The British Pound added 168 pips to the exchange rate versus the US dollar as the overall FX market sentiment was to sell the greenback and invest in developing countries. Political uncertainty is still weighing on Sterling as the Brexit story is not finished yet. On the other hand, the GBP/USD currency pair approached the key resistance curve (simple moving average with a period of 89 days) coming at 1.2473. This would be a third test of the threshold dividing growth from decline, and if buyers were able to breach it, then the Sterling might have a boost of optimistic buying in the week ahead.

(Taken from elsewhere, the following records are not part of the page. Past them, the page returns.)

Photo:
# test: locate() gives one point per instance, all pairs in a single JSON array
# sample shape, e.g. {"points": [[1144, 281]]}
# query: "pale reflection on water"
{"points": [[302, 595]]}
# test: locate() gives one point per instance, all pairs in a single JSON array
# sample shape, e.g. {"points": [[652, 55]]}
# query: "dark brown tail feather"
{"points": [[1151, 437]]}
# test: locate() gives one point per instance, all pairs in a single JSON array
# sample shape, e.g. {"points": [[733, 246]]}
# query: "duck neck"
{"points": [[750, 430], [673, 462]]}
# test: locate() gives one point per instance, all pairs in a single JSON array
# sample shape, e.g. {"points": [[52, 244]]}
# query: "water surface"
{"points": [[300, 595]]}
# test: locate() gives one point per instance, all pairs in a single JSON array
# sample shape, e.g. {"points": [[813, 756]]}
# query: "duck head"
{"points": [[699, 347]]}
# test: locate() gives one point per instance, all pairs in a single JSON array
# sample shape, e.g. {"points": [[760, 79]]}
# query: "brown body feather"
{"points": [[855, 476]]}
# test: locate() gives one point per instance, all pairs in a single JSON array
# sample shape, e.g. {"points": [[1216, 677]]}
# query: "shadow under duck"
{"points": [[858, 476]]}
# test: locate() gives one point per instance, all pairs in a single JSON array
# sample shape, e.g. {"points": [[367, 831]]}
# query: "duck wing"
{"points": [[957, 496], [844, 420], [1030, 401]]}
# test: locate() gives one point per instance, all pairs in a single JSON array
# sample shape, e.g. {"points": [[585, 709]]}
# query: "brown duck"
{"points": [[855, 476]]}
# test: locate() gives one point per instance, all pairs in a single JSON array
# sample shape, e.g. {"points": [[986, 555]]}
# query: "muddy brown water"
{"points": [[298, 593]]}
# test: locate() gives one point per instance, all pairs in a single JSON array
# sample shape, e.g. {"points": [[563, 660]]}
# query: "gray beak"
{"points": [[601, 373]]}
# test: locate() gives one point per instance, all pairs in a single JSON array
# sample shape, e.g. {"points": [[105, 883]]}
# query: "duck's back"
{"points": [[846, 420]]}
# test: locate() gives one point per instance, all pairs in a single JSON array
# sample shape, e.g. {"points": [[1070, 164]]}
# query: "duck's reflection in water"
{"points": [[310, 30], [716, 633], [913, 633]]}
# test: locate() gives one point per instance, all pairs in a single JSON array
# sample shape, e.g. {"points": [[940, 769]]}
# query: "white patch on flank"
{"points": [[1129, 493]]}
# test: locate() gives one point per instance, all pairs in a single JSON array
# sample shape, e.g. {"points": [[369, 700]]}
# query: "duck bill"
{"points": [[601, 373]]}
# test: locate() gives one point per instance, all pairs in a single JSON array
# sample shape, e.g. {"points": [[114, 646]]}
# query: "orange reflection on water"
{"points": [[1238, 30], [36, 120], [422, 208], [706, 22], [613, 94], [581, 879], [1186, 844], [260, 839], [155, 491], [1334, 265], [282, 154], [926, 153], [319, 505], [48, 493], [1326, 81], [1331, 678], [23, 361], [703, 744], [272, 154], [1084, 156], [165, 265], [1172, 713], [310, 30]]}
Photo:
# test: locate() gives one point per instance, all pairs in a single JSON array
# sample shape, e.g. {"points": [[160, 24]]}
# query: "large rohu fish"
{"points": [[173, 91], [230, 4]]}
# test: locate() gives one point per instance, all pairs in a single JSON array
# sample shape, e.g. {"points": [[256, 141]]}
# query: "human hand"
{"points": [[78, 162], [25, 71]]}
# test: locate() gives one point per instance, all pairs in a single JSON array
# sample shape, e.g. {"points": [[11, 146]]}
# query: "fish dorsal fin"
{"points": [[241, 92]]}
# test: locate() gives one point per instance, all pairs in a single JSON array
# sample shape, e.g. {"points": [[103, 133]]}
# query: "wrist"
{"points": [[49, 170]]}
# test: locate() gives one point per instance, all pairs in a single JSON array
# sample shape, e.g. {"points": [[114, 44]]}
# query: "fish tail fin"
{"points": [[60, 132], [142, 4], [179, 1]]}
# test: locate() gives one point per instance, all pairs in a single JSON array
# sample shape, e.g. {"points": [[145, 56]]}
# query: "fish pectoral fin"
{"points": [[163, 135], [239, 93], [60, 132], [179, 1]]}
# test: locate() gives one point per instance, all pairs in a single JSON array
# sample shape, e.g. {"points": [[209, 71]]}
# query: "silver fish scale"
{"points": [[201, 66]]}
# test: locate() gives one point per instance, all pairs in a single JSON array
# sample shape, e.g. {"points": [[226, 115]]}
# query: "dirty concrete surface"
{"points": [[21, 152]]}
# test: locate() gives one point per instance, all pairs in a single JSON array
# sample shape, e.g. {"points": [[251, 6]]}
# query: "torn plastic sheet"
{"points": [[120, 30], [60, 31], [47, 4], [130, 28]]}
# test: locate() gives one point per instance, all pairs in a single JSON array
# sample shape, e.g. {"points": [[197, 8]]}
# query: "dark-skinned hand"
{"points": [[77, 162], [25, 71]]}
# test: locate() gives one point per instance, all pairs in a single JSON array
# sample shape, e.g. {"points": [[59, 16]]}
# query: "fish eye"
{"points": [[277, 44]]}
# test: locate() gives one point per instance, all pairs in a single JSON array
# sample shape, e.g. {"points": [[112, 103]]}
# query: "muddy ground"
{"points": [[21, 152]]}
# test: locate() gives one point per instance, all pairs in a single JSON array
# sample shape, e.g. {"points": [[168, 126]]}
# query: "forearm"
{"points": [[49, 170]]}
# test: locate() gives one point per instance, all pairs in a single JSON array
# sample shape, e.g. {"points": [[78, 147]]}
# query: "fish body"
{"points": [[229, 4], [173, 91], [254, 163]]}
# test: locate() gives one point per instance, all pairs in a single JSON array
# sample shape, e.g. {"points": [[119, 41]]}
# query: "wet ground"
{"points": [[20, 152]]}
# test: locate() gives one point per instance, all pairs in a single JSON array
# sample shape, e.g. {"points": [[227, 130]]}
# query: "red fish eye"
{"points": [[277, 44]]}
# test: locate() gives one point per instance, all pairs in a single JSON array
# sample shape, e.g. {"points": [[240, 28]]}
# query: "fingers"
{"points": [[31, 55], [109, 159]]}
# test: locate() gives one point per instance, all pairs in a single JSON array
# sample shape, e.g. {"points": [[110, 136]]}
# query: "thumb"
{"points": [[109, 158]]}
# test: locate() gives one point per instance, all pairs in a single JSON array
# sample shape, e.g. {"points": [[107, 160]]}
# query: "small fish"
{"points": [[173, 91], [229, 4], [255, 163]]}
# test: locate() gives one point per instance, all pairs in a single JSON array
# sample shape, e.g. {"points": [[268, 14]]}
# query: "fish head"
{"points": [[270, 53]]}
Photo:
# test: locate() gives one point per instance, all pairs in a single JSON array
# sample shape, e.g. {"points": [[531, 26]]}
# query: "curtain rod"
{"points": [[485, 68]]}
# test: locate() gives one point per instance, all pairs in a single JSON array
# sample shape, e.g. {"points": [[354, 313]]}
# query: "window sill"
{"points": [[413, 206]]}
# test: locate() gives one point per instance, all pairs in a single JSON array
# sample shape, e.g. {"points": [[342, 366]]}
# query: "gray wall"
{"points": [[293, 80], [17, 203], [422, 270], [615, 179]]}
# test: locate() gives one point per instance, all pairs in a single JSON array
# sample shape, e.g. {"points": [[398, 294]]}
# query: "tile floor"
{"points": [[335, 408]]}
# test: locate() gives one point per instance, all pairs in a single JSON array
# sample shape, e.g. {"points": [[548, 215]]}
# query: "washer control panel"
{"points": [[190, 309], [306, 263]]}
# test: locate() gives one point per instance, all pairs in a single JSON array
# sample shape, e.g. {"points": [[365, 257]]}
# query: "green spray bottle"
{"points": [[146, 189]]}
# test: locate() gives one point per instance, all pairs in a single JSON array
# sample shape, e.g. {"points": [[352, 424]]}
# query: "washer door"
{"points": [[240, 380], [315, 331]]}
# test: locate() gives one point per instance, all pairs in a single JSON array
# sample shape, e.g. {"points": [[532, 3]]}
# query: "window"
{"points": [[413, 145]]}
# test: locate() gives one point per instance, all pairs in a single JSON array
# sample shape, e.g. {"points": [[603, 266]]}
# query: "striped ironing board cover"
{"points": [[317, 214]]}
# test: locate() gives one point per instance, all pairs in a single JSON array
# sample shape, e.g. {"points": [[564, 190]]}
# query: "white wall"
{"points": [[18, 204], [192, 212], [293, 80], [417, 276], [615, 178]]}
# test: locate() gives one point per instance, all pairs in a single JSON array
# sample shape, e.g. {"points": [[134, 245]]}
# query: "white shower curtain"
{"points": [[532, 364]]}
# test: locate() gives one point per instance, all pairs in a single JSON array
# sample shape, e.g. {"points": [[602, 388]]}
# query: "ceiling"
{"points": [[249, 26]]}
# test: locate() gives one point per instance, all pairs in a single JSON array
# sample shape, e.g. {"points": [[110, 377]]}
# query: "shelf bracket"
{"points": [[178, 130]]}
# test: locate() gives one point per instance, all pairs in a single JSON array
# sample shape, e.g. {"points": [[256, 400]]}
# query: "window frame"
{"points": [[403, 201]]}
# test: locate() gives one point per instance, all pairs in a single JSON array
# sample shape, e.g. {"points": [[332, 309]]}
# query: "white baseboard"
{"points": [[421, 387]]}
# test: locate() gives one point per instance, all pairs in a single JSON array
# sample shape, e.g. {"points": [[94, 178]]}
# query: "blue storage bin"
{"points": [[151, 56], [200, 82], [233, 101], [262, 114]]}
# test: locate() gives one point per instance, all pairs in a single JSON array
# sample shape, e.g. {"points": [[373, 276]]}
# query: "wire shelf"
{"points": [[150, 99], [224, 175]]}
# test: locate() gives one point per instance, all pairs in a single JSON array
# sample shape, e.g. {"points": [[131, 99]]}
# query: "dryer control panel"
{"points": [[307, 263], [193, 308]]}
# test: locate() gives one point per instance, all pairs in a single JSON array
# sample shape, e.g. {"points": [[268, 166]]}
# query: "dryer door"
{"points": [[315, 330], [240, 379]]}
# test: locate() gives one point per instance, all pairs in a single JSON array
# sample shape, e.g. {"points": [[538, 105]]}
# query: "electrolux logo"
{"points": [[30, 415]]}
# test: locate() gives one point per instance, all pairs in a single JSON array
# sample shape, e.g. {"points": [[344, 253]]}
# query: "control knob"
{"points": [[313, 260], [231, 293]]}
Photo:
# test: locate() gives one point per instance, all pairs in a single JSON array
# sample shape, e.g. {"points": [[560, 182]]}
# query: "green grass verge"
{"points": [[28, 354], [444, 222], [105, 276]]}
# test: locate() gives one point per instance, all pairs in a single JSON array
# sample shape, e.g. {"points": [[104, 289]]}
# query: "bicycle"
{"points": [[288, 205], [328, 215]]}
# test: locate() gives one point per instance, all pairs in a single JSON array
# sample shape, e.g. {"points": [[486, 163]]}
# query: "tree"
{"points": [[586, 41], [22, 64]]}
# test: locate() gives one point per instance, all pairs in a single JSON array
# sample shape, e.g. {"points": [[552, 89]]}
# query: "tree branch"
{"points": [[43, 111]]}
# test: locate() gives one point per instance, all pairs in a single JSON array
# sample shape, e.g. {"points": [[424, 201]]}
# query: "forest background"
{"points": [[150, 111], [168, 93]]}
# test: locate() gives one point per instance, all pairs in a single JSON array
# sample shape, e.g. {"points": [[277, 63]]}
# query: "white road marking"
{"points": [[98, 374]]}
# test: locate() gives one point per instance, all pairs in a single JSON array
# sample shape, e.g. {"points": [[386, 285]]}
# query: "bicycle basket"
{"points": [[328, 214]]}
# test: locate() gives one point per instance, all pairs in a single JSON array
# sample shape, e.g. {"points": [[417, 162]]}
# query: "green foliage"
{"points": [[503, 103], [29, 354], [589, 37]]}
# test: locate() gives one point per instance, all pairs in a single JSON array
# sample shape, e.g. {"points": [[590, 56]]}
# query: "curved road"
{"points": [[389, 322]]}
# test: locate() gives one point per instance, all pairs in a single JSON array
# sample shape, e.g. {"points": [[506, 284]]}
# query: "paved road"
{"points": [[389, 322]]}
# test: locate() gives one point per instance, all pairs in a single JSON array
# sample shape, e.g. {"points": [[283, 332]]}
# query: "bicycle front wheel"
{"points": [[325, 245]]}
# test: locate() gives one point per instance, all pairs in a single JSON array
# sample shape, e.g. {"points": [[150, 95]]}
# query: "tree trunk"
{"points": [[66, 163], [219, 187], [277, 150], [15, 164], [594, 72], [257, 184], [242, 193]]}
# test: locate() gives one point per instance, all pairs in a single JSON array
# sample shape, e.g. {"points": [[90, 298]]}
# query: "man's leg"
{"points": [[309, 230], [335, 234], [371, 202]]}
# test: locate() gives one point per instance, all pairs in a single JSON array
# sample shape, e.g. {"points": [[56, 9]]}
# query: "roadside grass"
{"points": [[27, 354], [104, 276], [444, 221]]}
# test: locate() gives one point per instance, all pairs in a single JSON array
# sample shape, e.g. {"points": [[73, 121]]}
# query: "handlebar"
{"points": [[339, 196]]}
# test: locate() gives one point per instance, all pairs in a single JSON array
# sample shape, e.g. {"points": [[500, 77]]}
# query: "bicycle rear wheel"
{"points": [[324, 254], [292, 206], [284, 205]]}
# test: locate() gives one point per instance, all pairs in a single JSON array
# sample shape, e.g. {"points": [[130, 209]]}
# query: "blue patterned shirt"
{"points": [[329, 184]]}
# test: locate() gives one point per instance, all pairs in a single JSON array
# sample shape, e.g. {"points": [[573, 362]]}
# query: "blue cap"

From a technical point of view, the bias has changed to positive as the MACD trend indicator’s histogram turned green, lines crossed the zero level from below. RSI oscillator went above the 50% threshold, promising further appreciation of the pair. Once the trigger was cleared, GBP/USD could keep soaring toward the next target of 1.2650 in the upcoming week. Here is the daily chart.
NZD/USD: Upside swing
The Kiwi recovered after the false breakout on the downside after dovish comments of the Reserve Bank of New Zealand two weeks ago. The daily chart below shows that the bearish slide was false (green arrow) and the upside recovery continues in the mid-term perspective. On top of that, NZD/USD breached the 89-days SMA, opening the road to further upside run.
Technical indicators are mixed though. The ADX and DI indicator points to a positive surplus between the red and green lines, and the mainline is heading toward the threshold. Once it was cleared, then the pair would gain a positive momentum. On the other hand, the Stochastic RSI oscillator is extremely overbought and needs time to reload the power in order to proceed with the uptrend recovery. Therefore, buyers should be cautious of putting all eggs into one basket in terms of buying the only pair. NZD/USD could be attractive for the buy-lows trading approach.
CAD/JPY: Shifting sentiment
The Looney had an essential day on May 18 when the CAD/JPY cross-rate surged +1.48% and entered into the Ichimoku Cloud. Besides, the pair crossed both resistance lines from below, signaling a shift of the technical sentiment. The leading span had a bullish crossover as well (see two arrows on the daily chart below). The rate kept rising inside the cloud, while Conversion and Baselines followed. This pattern means a positive sign for further recovery with the nearest target at the upper band of the cloud at 79.279 yens per Canadian dollar. Support levels are coming at 77.59 and 76.72.